From safety-pinned early punks through the DIY glamour of the New Romantics to today's Ecstasy-fuelled ravers, P-P Hartnett has documented them all. Anonymous clubbers with outlandish styles have been captured by his camera alongside stars like Boy George and the dancer Michael Clark.
Now this unique record of British street life and the subculture of clubland is to be put on display, with an exhibition at the Levi's Store Gallery in Regent Street, London next month. The centrepiece will be a massive collage of 110 snapshots recording the flamboyant regulars at Taboo, the club in Leicester Square where Hartnett took photographs every week for a year in the mid-Eighties.
The club was a nurturing ground for talent such as the designer John Galliano. But the collage also holds sad memories for its creator. Alongside the DJ are at least half a dozen others who died too young, because of drugs or Aids, or accident: Jill who had an asthma attack; a gifted young designer called John; the doorman, Nicky; a regular by the name of Mark whose decline was documented in the collage. And Taboo's two leading lights: the performance artist Leigh Bowery and his lover, known only as Trojan.
"The message of my show is very much anti-drugs," Hartnett said. "I hope that by looking at these images, people will realise that all that glitters is not good."

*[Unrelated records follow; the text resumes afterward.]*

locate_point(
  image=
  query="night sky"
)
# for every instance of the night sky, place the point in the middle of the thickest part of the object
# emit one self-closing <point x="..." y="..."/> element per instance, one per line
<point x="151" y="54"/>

One of the key images in the exhibition will be a portrait of Trojan, wearing metallic make-up that turned his face into a Picasso painting. He was killed by heroin at the age of 21. "At Taboo we would watch people changing, but we just enjoyed the freak show," Hartnett said. "I regret that I never said to Trojan, 'Stop taking that junk'. But it was none of my business."

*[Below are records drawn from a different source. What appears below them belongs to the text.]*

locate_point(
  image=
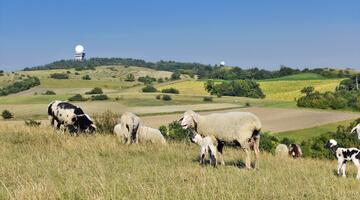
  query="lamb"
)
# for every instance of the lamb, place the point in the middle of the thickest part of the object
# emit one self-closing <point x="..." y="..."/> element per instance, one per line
<point x="131" y="124"/>
<point x="207" y="145"/>
<point x="357" y="129"/>
<point x="145" y="134"/>
<point x="295" y="150"/>
<point x="281" y="150"/>
<point x="242" y="128"/>
<point x="343" y="155"/>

Clubs like Taboo were not the place for intimate conversation. "A lot of the time it was down to, 'Hi darling, how are you? Fabulous. Must get to the bar - see you later. Amyl Nitrate? Nothing like it,' and that was it."

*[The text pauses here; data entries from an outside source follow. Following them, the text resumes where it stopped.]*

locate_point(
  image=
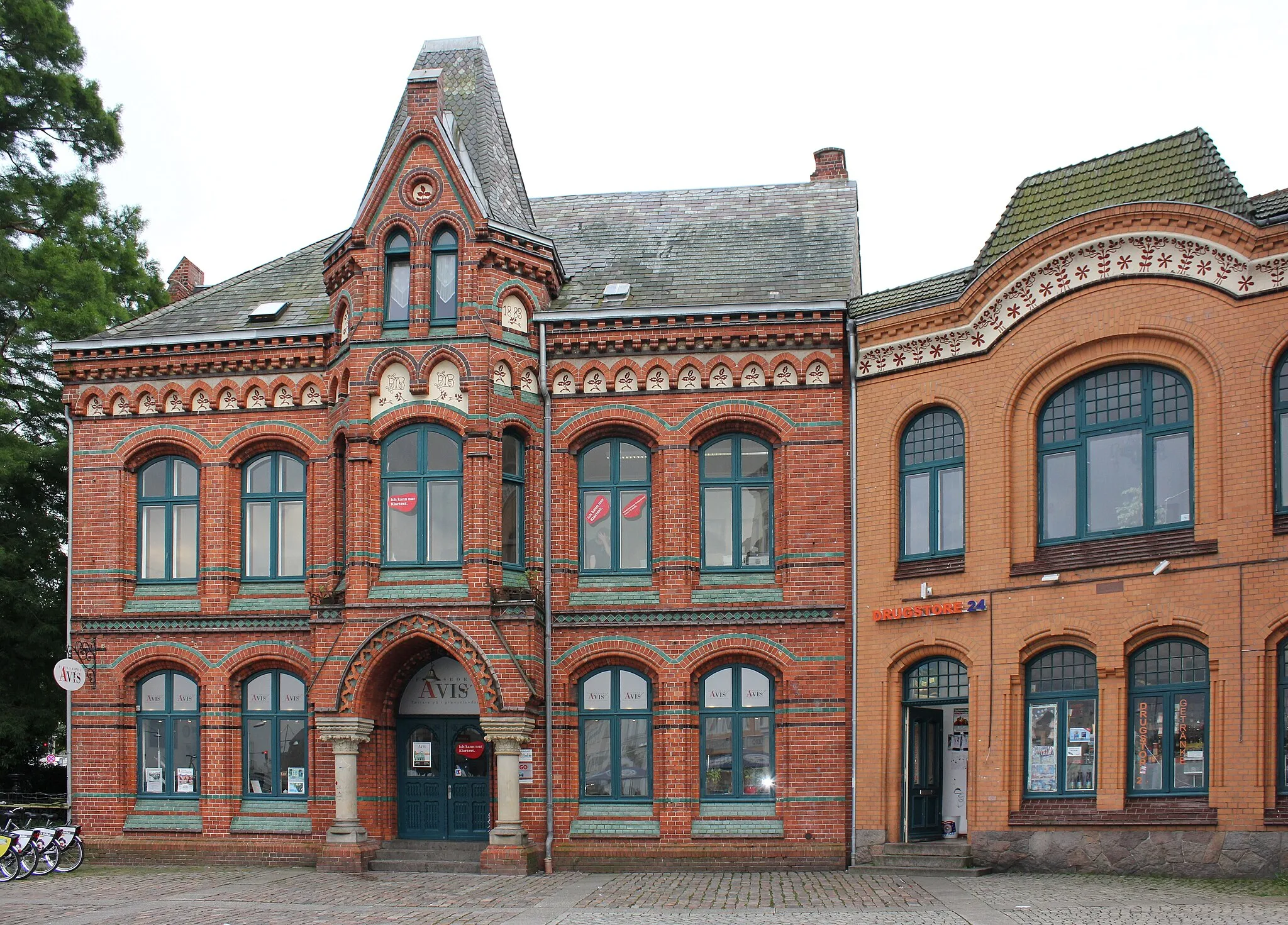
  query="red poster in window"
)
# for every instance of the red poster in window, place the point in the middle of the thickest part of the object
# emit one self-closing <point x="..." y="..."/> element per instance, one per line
<point x="598" y="509"/>
<point x="635" y="507"/>
<point x="405" y="504"/>
<point x="469" y="749"/>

Hartnett took his first "street" picture at a punk disco in Charing Cross Road, London, in 1976, when he was 18. It was of Sue Catwoman, a friend of Sid Vicious and one of the crowd that followed the Sex Pistols. Her hair was cropped on top, with the sides dyed black and swept into wings, and she wore a mock-horror outfit. "I thought she looked fabulous. I wanted to say hello, and having a camera on me seemed a good excuse."
He became a regular at clubs around London, standing in the shadows and asking to take Polaroids: one for the subject and one for him. "People rarely say no. Nightclubs can be pretty boring places, and having someone come up to you and say 'Can I take your picture?' is like them saying 'Hey, you look good'."
One of his strongest early pictures was taken in Earls Court in 1978. It shows a middle-aged man in denims, leather jacket and cap, with explicit badges. "I found the Leather Queen scene and that West Coast biker look really quite shocking," said Hartnett, who had been used to avoiding unwanted attention to his own homosexuality. "The idea of going out dressed so openly stating your sexual preferences, right down to having a red handkerchief in your back pocket, was then quite new."
After punks and the black-clad Gothics that followed them, came a completely new approach to fashion and glamour. The New Romantics gathered to look at each other in clubs like Blitz, run by Steve Strange of the band Visage. With the Eighties came a new interest in "style", and a host of magazines trying to define it, led by The Face. There was a lot of demand for a photographer who could document these rapidly changing fads on the street.
"Blitz was inundated with the St Martin's School of Art brigade, and the wannabees. And I often found the wannabees - people who had read about it and driven in from Ealing or somewhere - more interesting. I've always been more interested in followers: as a child, what made me shiver was not John, Paul, George and Ringo singing, but seeing the fans at Heathrow Airport, screaming."
His collages consist of hundreds of Polaroids, signed by the subjects, meticulously arranged in rows. They show street styles merging through the Eighties far more than fashion editors allowed, as individuals took body painting, piercing or decoration to new extremes. "A lot of people were fashion victims," he said. "Playing with make-up, playing with style, is developmental and exploratory. People go through an awful lot of bad looks before they come to something good."
It all went sour for Hartnett in the mid-Eighties, when Trojan died and Taboo was closed after a newspaper article he was involved in revealed that there was a drug problem at the club, and it was raided by the police. He packed all his photographs away and became a teacher of children with special needs, until Bowery died in December 1994. There was a posthumous exhibition for the artist, who had latterly gained some critical recognition and who had been a favourite subject of the painter Lucien Freud.
Hartnett now runs his own club and his exhibition will include recent photographs, although he has grown disenchanted with what he calls the "end of the century melting pot" that constitutes modern club life: "Too many white, floppy, cotton clothes."
He has written a novel, about "a photographer who has been documenting street fashion, and like so many of his subjects he's lonely, he's isolated, he's sexually compulsive". Asked whether it is autobiographical, he raised one eyebrow and said the answer to that was "pretty obvious".